Saturday, July 07, 2007

a trip to the theater : in between days (directed by so yong kim)

as i sit down to write about this film, it's fitting that right next to me fellow members of my media collective and i are editing a scene for our upcoming documentary with the working title of evolve - it is fitting because the scene we are working on is about a young teenage immigrant and his adolescent experience.

since it played at sundance this past year, many have compared the film to other tales of awkward girls coping with and working through life as an adolescent. and deservingly so, they highlight the strikingly honest performance of jiseon kim in portraying the teenage protagonist. but to simply call so yong kim's film about a young korean girl sorting through teenagerdom a portrait of youthful angst, ignores what really helps to tie the film together, the location of her journey, toronto.

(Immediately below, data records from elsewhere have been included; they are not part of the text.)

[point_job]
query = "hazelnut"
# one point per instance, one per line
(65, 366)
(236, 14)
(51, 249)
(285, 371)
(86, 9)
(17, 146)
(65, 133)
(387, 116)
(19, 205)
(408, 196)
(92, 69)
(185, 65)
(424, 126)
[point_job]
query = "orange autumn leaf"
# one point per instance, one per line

from the opening shot, where the young lady of our story, aimie, tells her absent father about the coldness of toronto, it is clear that where she is, is as relevant as who she is in the story. the brisk moments of voiceover to relay the letters she sends to her father, create the foundation for the plot of aimie's crush on her best friend tran.

it is location that sets her apart as on outsider in terms of language, defines her as a young woman without a father figure and also as having a mother focused only on her educational success and not on her emotional state. these elements make every glance that kim's aimie gives and every move she makes, take on a irreplaceable silent meaning.

the immigrant perspective allows the film to forgo traditional plot points and instead become an observational journey that feels instead of tells. it abandons the overused and too often seen and in turn aimie's story transcends her longing for tran to tell her he likes her and enters into a territory everyone, young and old, can relate to - an unfortunate rarity in films today.